For cost-conscious or AMD setups, buy certified USB 4 hardware. The keyword’s certified. Look for USB-IF certification on the packaging. Without it, you’re rolling dice on which speed and features your cable actually supports.
Mixing the two? They’re cross-compatible. A Thunderbolt 4 cable plugged into a USB 4 port works fine, and vice versa. You’ll just operate at the lower spec’s ceiling. That cross-compatibility is one of the genuine wins of USB-C as a standard. The connector’s universal even if the protocol behind it changes.
For cables specifically, we’d always default to certified. The Silkland 80 Gbps USB-IF certified cable handles everything from Thunderbolt 5 down to USB 3.2 without surprises. The Silkland 40 Gbps Thunderbolt 4 certified cable is the cheaper sibling. Both rank above generic Amazon listings that don’t list certifications at all.

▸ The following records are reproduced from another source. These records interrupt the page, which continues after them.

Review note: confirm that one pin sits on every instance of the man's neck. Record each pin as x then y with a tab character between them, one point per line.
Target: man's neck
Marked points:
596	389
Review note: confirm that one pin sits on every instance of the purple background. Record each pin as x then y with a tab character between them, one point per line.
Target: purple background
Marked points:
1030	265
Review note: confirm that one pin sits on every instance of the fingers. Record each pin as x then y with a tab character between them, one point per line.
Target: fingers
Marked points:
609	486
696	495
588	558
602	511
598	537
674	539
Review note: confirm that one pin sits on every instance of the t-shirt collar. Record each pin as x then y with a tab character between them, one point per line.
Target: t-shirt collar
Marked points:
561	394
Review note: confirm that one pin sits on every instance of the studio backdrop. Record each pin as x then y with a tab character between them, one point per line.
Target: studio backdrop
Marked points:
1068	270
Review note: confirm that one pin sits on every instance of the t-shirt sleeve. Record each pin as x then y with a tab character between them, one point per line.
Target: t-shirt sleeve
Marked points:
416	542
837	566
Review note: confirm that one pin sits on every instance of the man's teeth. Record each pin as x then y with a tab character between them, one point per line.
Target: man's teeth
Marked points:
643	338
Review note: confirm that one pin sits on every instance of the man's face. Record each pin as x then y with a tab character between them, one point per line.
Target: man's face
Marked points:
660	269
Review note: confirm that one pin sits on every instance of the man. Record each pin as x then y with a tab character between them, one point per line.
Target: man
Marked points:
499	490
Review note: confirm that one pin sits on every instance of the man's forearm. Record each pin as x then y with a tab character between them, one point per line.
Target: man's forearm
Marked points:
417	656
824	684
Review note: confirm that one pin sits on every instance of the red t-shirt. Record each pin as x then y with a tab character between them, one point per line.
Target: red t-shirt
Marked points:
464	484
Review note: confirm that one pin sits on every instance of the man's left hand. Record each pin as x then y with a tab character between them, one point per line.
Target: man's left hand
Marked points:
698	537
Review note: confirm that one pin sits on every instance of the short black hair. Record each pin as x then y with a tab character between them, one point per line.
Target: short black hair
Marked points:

One last gotcha: cable length impacts both protocols. Above 6 feet, you need an active cable to hold full bandwidth. Generic 10-foot USB-C cables almost always drop to USB 2.0 speeds. Read the spec sheet before you buy a longer cable, or pay for active.
Common questions
Can I use a USB 4 cable on a Thunderbolt 4 port?
Yes. They share the USB-C connector and the protocol stack is compatible. A certified 40 Gbps USB 4 cable will deliver Thunderbolt 4 performance in most cases. Just verify the cable’s actually rated for 40 Gbps, not 20.
Do I need an active or passive cable?
Under 6 feet, passive’s fine and cheaper. Above 6 feet, you need an active cable to maintain 40 Gbps. Most cables in the 3 to 5 foot range are passive and work perfectly.
Does charging speed differ?
Both protocols support up to 240W Power Delivery 3.1. So no, charging isn’t where they diverge. What matters is your cable’s PD rating, not whether it’s Thunderbolt or USB 4.
Will Thunderbolt 5 replace both?
Eventually, yes. Thunderbolt 5 hits 80 Gbps and is backwards compatible. But Thunderbolt 4 hardware will stay relevant for years. We wouldn’t avoid Thunderbolt 4 in 2026 just because Thunderbolt 5 exists.